Leather Buying and Care Guide
Here is a brief overview of some of the different leathers and their characteristics that are on sale today.
Most Common Types of Leather
Corrected grain is the most common used in today’s leather upholstery. The hide is buffed to reduce or remove any natural imperfections and colour is applied to the surface. This is the most durable leather being easy to care for and making it an ideal purchase for people with young families.
Semi-aniline leather has been dyed through, often with more than one colour, enhancing the natural shade variations. The leather is a lot softer than corrected grain giving a very luxurious feel.
Aniline leather has minimal or no coating applied, leaving the surface in a more natural condition. It is very soft to touch and can be the most expensive, as it typifies the natural uniqueness that leather can offer.
- Leather is a natural product and has its own characteristics, style and durability. No two hides are the same and bear the marks of their origin. These are features which enhance the appeal and character of the furniture. Markings may include scars, veining, growth lines, insect bites; these are not faults, but features.
- Careful vacuuming with a soft brush will keep the pores free of dust and grime particles. An occasional wipe over with a slightly damp, clean cloth is also beneficial. Do not use detergent, spirit cleaners or furniture polish on your leather furniture.

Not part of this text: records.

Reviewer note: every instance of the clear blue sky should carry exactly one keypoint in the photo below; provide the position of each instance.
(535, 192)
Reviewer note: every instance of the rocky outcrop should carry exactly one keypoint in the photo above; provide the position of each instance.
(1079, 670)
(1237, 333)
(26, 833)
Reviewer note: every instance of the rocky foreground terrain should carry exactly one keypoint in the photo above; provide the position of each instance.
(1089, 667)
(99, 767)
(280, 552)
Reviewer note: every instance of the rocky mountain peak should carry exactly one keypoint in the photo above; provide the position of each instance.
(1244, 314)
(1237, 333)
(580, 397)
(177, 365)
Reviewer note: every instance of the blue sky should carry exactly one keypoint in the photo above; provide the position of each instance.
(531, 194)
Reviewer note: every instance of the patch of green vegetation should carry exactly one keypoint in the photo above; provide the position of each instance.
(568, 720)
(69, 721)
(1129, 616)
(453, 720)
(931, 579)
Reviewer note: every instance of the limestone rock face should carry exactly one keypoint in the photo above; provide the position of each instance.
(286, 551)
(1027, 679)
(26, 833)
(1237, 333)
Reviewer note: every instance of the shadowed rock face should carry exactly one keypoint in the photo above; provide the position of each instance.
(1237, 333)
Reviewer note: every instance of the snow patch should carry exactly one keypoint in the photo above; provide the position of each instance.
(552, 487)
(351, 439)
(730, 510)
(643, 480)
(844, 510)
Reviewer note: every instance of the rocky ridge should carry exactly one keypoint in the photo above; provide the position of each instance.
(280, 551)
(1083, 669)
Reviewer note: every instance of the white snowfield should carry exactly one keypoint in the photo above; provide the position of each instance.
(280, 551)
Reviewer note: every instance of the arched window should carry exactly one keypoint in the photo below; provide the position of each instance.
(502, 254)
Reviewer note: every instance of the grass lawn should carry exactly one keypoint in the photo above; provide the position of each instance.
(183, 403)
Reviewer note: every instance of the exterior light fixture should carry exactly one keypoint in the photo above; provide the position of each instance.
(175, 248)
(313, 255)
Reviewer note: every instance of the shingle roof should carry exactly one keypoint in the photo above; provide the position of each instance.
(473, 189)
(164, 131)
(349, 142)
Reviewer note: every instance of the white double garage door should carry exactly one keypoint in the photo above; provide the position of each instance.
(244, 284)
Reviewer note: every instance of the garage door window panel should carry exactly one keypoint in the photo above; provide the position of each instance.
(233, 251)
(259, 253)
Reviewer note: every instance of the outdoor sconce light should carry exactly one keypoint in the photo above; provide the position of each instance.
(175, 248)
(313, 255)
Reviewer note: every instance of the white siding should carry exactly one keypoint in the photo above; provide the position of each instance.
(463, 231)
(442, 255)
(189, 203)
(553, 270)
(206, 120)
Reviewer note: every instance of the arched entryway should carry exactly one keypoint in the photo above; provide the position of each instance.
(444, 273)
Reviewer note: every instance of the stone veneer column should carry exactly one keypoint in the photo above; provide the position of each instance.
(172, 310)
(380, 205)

- Do not allow body oils, perspiration or hair products to settle into the grain of the leather, as these will gradually break down the finish.
- Medication. Particular care should be taken if taking certain medications. Residues can be excreted in perspiration and possibly cause irreversible damage to the surface of the leather.
- Under no circumstance attempt to remove any marks or stains by rubbing the leather, as this can remove the surface colour. Always consult a leather cleaning specialist.
- Never use saddle soap, wax or spray polish which may cause irreversible damage.
- After cleaning, a neutral leather cream may be used to restore the original sheen, such as Guardsman Leather Products.
- Too frequent or over-enthusiastic cleaning or application of leather cream may wear away the upper, darker coat of antique leather to reveal more of the lighter base coat.
- Avoid sharp objects such as belts, buckles, studs and zips scratching the surface of the leather. Protect leather from direct sunlight and refrain from drying out the leather by keeping it away from radiators and open fires if possible.
- Leather will stretch and show natural creases with use. Aniline and semi aniline leathers will absorb liquids, natural oils and mark more easily, compared to corrected grain.